Mallinath Sengupta is CEO of NextAngles, a regulatory software firm that focuses on AML, KYC, and other compliance needs. The way Sengupta puts it, the problem with automation is also in its strength. Computers are very powerful, but very dumb. Without the contextual information that humans take for granted in what we consider to be “common knowledge,” no software system can really fully replace human overseers when it comes to compliance. Sure, you can have a system that flags transactions over a certain threshold, but it takes a human to know when those flags make sense—say, a cash-intensive business like a gas station … or when a gas station transacts way more money than is usual for an operation of that type—and when they don’t. Case in point: A gas station might regularly log cash receipts of more than $30,000 a day, so the trick is seeing when it suddenly logs more than $100,000 in a day and knowing enough to see that for the red flag that it is. Simply filing everything above a single benchmark isn’t good enough.
That is where somebody like Tara Raafat, NextAngle’s chief ontologist comes in. Ontology is the science of how concepts connect to each other to form a greater understanding, and that is what Raafat does with data sets and Turing-based machine learning. She designs how machines can draw from existing pools of data to better contextualize certain conclusions being made by particular alerts, which minimizes the need for human analysis. It is a slow process and, at the moment, we can only really enjoy machines eliminating some of the most basic early branches of a fully contextualized decision tree. But it’s harnessing the potential of very powerful, very dumb machines to make compliance officers deal with a lot fewer red flags that turn out to be nothing.
Alex Baydin, CEO, of PerformLine—a provider of marketing compliance software—points out that marketing is another area that needs both automation, and the ability to separate wheat from chaff, data-wise. Consumer financial services companies, for instance, need to know every instance where their brand appears on the web, even when the brand managers might not be aware of it. Marketing compliance automation employs crawlers that look for every instance of where a brand appears, understands the content surrounding that brand on a landing page or blog, and runs it against the brand owner’s own rules engine to make sure everything is in compliance. This is especially helpful for businesses such as mortgage lenders that have to comply with regulations over truth in lending as well as unfair, deceptive, or abusive acts and practices. Does the brand appear next to content that could be seen as deceptive? Human eyes will never catch everything.

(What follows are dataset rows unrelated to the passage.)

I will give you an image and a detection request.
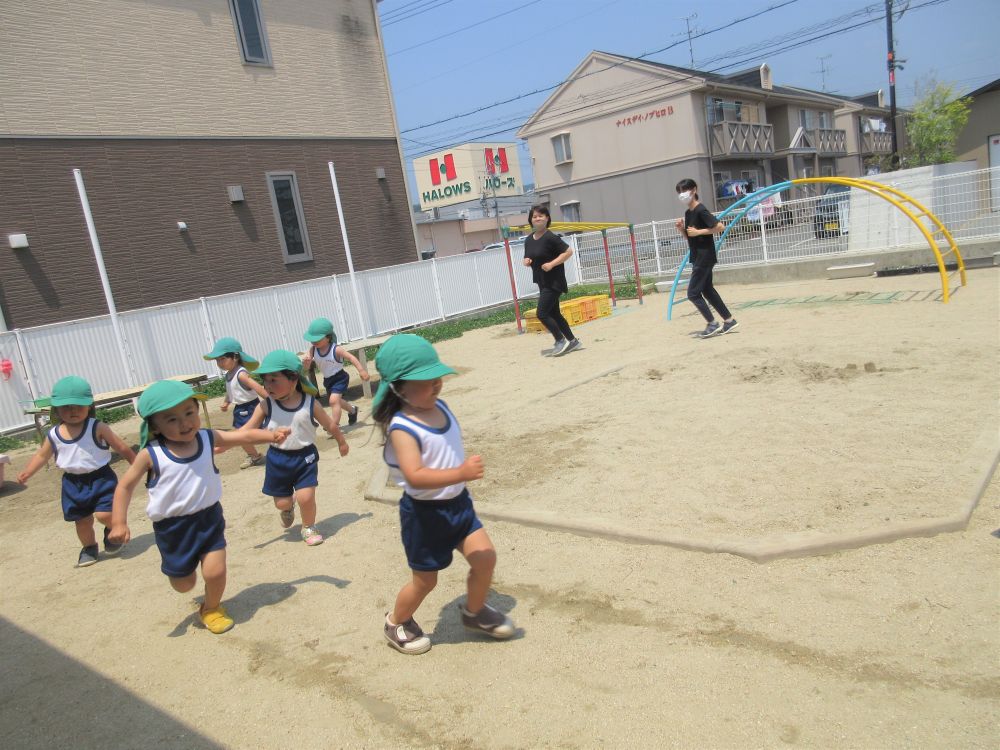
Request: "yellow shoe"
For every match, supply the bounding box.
[198,604,235,635]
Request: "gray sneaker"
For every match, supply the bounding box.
[459,604,514,639]
[383,612,431,654]
[76,544,97,568]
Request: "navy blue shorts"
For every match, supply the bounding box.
[399,490,483,570]
[233,398,260,430]
[62,464,118,521]
[153,503,226,578]
[261,445,319,497]
[323,370,351,396]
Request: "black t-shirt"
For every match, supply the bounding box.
[524,230,569,292]
[684,203,719,266]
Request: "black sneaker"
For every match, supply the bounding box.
[459,604,514,639]
[104,526,125,555]
[698,320,722,339]
[383,612,431,654]
[76,544,97,568]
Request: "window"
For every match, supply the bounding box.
[267,172,312,263]
[229,0,271,65]
[552,133,573,164]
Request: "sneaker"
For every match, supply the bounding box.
[698,320,722,339]
[76,544,97,568]
[240,456,267,469]
[382,612,431,654]
[301,526,323,547]
[104,526,125,555]
[198,604,235,635]
[459,604,514,639]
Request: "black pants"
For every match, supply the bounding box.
[688,266,732,323]
[537,288,573,341]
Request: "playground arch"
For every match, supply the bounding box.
[667,177,966,320]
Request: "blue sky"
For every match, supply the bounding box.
[379,0,1000,184]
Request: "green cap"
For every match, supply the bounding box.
[372,333,456,408]
[302,318,337,344]
[47,375,94,406]
[204,336,257,372]
[257,349,319,396]
[136,380,208,448]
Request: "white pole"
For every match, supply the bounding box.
[326,161,368,336]
[73,169,139,388]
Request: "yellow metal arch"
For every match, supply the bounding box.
[790,177,966,302]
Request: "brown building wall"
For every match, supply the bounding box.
[0,138,417,328]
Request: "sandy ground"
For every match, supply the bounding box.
[0,270,1000,748]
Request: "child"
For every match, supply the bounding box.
[373,334,514,654]
[17,375,135,568]
[302,318,370,437]
[204,337,267,469]
[242,349,349,547]
[110,380,288,633]
[674,179,739,339]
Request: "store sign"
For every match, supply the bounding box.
[413,143,524,211]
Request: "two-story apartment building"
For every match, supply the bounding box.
[0,0,418,328]
[518,51,880,221]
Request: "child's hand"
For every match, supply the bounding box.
[108,523,132,544]
[458,456,483,482]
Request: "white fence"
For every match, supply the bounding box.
[0,168,1000,432]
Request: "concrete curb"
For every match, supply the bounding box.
[365,428,1000,563]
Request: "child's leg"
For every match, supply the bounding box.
[458,529,497,614]
[201,547,226,611]
[391,570,437,625]
[74,516,97,547]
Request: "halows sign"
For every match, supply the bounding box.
[413,143,524,211]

The idea here—and this is something that Sengupta, Raafat and Baydin all stressed when I spoke with them—is not to eliminate humans from compliance entirely, but to make sure that the humans who are in compliance can focus on more strategic risk analysis, and get out of the rote fact-checking business. So far, that has been a very human-intensive endeavor that frankly, isn’t very sustainable and isn’t very cost-effective. Nobody really wants their compliance efforts to ultimately rely on the accuracy of a huge number of people stuck doing a lot of relatively low-brainpower tasks over and over and over every day. Especially not in a Yates Memo era when somebody on cruise control misses a red flag that looks like all the others, and accidentally sets into motion a chain of events that might make headline news.
Big Data and AI aren’t magic or science fiction. It’s not the kind of thing you can just buy off the shelf and suddenly watch as automatons create a seamless compliance regimen. But what it can do is take a lot of the grunt work out of compliance and free up those resources for other things. As compliance strives to become a faster, smarter discipline, making the right use of the technology it has at hand is not just best practices, it’s swiftly becoming common practice.
Sarah Connor might not have a lot to say about that, but that’s alright. She never worked in compliance.